Dunkle Materie – In den letzten 50 Jahren hat die Teilchenphysik enorme Fortschritte gemacht. Drei der vier bekannten Naturkräfte, elektromagnetische, schwache und starke Wechselwirkung, und alle bekannten Materieteilchen werden durch eine einheitliche Feldtheorie beschrieben, die man das Standardmodell der Teilchenphysik nennt. Autor Martin Pohl, Professor der Astrophysik, setzt seine Erkenntnisse zur Dunklen Materie fort.
In der letzten Ausgabe von FonTimes haben wir diskutiert, woher wir von der Existenz Dunkler Materie wissen. Was wir nicht wissen, aber vermuten dürfen, ist, dass sie aus Teilchen besteht wie alle andere bekannte Materie auch. Bezeichnen wir sie einmal generisch mit dem griechischen Buchstaben c (chi). Die Astronomie und die Astrophysik geben uns einen recht präzisen Steckbrief an die Hand für die Suche nach den c-Teilchen. Sie dürfen keine elektrische Ladung haben, sonst würden sie leuchten. Sie dürfen nicht zu leicht sein, sonst würden sie sich nicht um Galaxien herum versammeln, und auch nicht zu deren Formation beitragen, sondern sich gleichmässiger verteilen. Und sie müssen sehr wenig miteinander und mit gewöhnlicher Materie wechselwirken, sonst hätten wir sie längst entdeckt.
Im Standardmodell der Teilchenphysik, das die gewöhnliche Materie und ihre bekannten Wechselwirkungen ungeheuer genau beschreibt, findet sich kein solches Teilchen, mit einer möglichen Hintertür, auf die wir am Schluss zurückkommen. Eine untere Grenze für die Masse der c-Teilchen findet man wieder aus der Astronomie: es darf nicht leichter als etwa ein Hundertstel der Elektronenmasse sein. Das ist zwar sehr leicht, aber immer noch viel schwerer als die Masse der Neutrinos –der am wenigsten reaktiven bekannten Teilchen– die noch tausendmal leichter sind.
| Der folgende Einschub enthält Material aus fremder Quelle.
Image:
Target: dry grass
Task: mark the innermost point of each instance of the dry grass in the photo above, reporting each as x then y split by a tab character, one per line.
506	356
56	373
Hinweise aus der Astronomie
Die meisten Hinweise aus der Astronomie, wie etwa die Verteilung grosser Strukturen –Galaxien und Galaxienhaufen– weisen aber auf sehr viel grössere Massen und damit niedrige Geschwindigkeiten der dunklen Materieteilchen hin. Auch Daten aus der Teilchenphysik legen nahe, dass die c-Teilchen viele hunderte Male schwerer sind als ein Wasserstoffkern. Ihre Konzentration in Erdnähe, also etwa 28’000 Lichtjahre vom Zentrum der Milchstrasse entfernt, liegt dann bei immer noch ein paar tausend c-Teilchen pro cm3. Wir können also hoffen, dass die Restwechselwirkung Dunkler Materie mit gewöhnlichen Atomen nachweisbar ist. Dieser Nachweis ist allerdings extrem schwierig zu führen und bringt die experimentelle Technik der Teilchenphysik an ihre Grenzen. Zum einen ist die Wahrscheinlichkeit eines nachweisbaren Streuprozesses mit einem Atomkern extrem klein.
Man muss den c-Teilchen also einen massiven Detektor von vielen Tonnen Masse entgegenstellen. Zum anderen wird bei der elastischen Streuung von c-Teilchen an Kernen nur sehr, sehr wenig Energie auf den Kern übertragen. Sie lässt sich nur bei extrem niedrigen Temperaturen des Detektormaterials nachweisen. Zu Einsatz kommen also tonnenschwere flüssige Edelgase, wie im XENON-Experiment, an dem die Gruppe um Laura Baudis an der Universität Zürich massgeblich beteiligt ist. Das Experiment ist installiert im Gran Sasso Tunnel im benachbarten Italien, tief unter dem Erdboden um Untergrund aus der gewöhnlichen kosmischen Strahlung abzuwehren. Da bislang noch kein Nachweis gelungen ist, wird das Experiment stetig ausgebaut, im nächsten Schritt von etwa einer Tonne Detektormasse auf mehr als das Vierfache. Zusätzlich zum reinen Nachweis von Streuungen wäre eine jährliche Modulation der Reaktionsrate ein sicherer Beweis für Dunkler Materie als Auslöser. Wir warten gespannt auf die Ergebnisse, die bald vorliegen dürften.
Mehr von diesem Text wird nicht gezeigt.